Blind für die Blumenpracht in unserem
Garten, setzte ich
mich in die Hollywoodschaukel und versuchte mir die Konsequenzen
auszumalen. Ein Problem zeugt erfahrungsgemäß das nächste. Deshalb
hatte ich nach meiner Ankunft in Blankenese den Anrufbeantworter noch
nicht abgehört.
Als ich mein Handy einschaltete,
beunruhigte
mich eine SMS meiner Frau: „Komme erst Montag zurück. Halte mir beide
Daumen! Bin überraschend mit Mia de Grooth in Paris gelandet. Mache ein
Casting für Kosmetik-Firma. Kuss, Renée.“
Bin mit
Mia in Paris
gelandet! Einfach so. Statt auf der Hochzeit ihrer Freundin zu tanzen,
tanzte sie mit der „Glamazone“ durch ein Castingstudio in der
Seine-metropole. Damit bekamen ihre neuen Portraitfotos einen aktuellen
Bezug. Sie gestand mir ihren Ausflug ohne Beschönigung und Ausrede.
Der
Stachel der Eifersucht piekste mich. Liebte ich beide Frauen? Ich
wusste es nicht. Renée kannte ich seit fünf Jahren und Daniela seit
vierzehn Tagen und sieben Stunden.
Die eine hat mit
der anderen
nichts zu tun, hatte ich meinem Freund Ole zu erklären versucht.
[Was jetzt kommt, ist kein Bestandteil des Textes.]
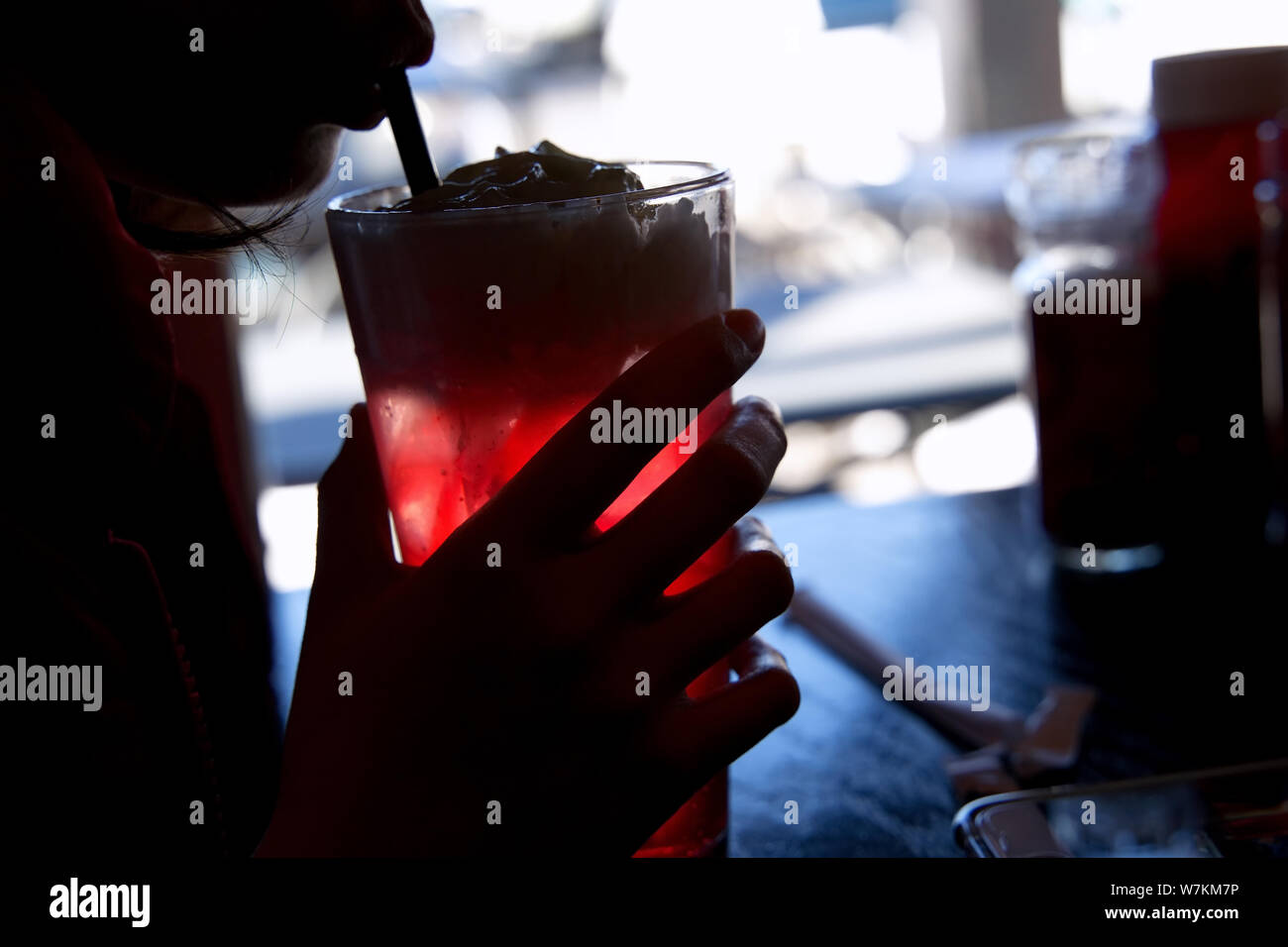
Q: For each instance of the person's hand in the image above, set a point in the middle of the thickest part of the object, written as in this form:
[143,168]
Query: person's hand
[476,685]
Lüge,
alles Lüge, wenn auch nicht bewusst gelogen. Natürlich hatte meine
Beziehung zu beiden mit beiden zu tun. Und zwar untrennbar. Genau das
war mein Problem.
Während ich in Sylt meine Frau und
Mia de
Grooth mit Daniela Lerdon betrogen hatte, hinterging Renée mich und
Daniela mit der Amazonenvenus. Tolle Konstruktion.
Ich
begann zu
frösteln und ging ins Haus. Als ich mir einen Pulli überstreifte,
läutete das Telefon. Ich schaltete den Anrufbeantworter aus und nahm
den Hörer ab.
Daniel Eisenstein rief aus München an:
„Sag mal, mein Junge, was soll denn das mit dem Kloster, bist du
konvertiert?“
„Nein, eher pervertiert! Nimm es als
Laune oder Scherz, wie du willst.“ Mir war nicht nach langen
Erklärungen zumute.
Mein
Agent quittierte meine Unhöflichkeit mit einem Räuspern und ließ mich
wissen, dass Renée erst morgen, also einen Tag später als geplant,
zurück-kommen wird.
„Ich weiß, sie hat mir eine SMS
geschickt.“
„Mutiges Mädchen“, hörte ich ihn sagen.
„Dann
steckst wohl du hinter der ganzen Parisgeschichte, oder?“
Er
leugnete es nicht. Er hatte meine Frau zu den neuen Fotos überredet,
damit sie die für ein Model berufswichtige Mappe vorlegen konnte. Und
die Verbindung zu Mia de Groth hatte er ebenfalls eingefädelt.
„Raste
jetzt nicht gleich aus, Stefan“, versuchte er mich zu beruhigen. „Mia
war meine Assistentin, das weißt du doch. Und wir haben noch immer ein
Arbeits-Verhältnis miteinander.“ Ich schwieg.
„Versteh
doch, es geht um die Chance für einen lukrativen Werbevertrag“, setzte
er hinzu.
„Und dafür verkuppelst Du meine Frau mit
einer Mega-Lesbe?“
„Jetzt
übertreib mal nicht, mein Junge. Mia liebt die Lerdon mehr als ihr
Leben! Sie ist ihre Geliebte, ihre Schwester und ihr Sorgenkind. Und
noch vieles mehr. Versteh einer die Frauen! Und Renée ist erwachsen und
wird schon wissen, was sie tut.“
„Du machst meine
Ehe kaputt“, blaffte ich in den Hörer.
„Ich versuche
sie zu retten! Kapier das doch endlich.“
Das
saß. Um für ein Kosmetikprodukt zu werben, musste Renée nicht auf den
Catwalk, nicht auf den Laufsteg. In letzter Zeit herrschte in der
Produktwerbung sogar der Trend, Model-Jobs mit Schauspielerinnen zu
besetzen. Allerdings handelte es sich dabei um prominente Gesichter.
„Bist
du noch dran, Stefan?“
„Ja, ich bin noch da.“
...
mehr lesen? »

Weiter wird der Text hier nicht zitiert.